Outside Counsel Commitment
Microsoft made waves last July when it announced the launch of a legal department program that would pay out bonuses for outside counsel diversity, to both the firms and the senior in-house attorneys who work with them. The law firms can nab a 2 percent bonus for showing measurable results in diversity levels--either by increasing the hours worked by minority lawyers on Microsoft matters or by increasing the number of total U.S.-based diverse counsel within the firm. On the in-house side, 5 percent of the bonus that goes to senior Microsoft lawyers is contingent upon whether at least three-quarters of the firms that opted for the first bonus option meet their goal. The in-house component recognizes that matter staffing and management is often jointly handled by outside and inside lawyers.

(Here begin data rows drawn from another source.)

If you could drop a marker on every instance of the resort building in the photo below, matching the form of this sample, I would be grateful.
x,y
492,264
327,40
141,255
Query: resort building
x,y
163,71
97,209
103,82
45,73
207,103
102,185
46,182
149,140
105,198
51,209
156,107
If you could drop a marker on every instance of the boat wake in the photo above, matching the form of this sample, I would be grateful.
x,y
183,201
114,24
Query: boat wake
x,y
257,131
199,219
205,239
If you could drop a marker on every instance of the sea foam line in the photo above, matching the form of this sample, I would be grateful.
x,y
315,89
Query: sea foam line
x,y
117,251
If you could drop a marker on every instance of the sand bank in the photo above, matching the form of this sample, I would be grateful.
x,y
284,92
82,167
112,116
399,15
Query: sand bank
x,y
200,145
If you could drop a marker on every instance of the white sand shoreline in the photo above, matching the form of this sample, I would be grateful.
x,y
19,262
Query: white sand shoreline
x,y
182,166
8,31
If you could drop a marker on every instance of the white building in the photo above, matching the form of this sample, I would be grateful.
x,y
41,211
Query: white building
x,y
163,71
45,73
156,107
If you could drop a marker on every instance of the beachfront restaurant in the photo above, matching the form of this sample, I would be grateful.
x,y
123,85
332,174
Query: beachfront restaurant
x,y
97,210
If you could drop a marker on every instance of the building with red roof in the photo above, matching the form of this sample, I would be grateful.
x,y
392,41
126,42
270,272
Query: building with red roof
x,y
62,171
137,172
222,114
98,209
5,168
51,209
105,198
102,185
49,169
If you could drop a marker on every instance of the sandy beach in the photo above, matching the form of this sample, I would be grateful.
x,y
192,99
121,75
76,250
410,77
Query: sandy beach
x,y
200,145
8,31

While many law departments craft their own diversity questionnaires or surveys for their firms, there are many resources out there to help you measure outside counsel diversity without creating your own tools.
There is a less immediate--but equally important--impact from encouraging outside counsel diversity. Considering the typical law firm-to-in-house pipeline, pushing law firms to be diverse now will have a later effect on in-house recruiting, widening the diverse pool of qualified in-house candidates--which is the second major piece of most corporate legal diversity pushes.
Bertha Whatley, chief legal counsel for the Fort Worth Independent School District, is accustomed to this situation even in a healthy economy. One of only two lawyers in the legal department, Whatley doesn't have many opportunities to recruit diverse lawyers. She can mentor, but when there's only one other attorney the effects are limited. Instead, she decided to turn her energy outward and make a bigger impact.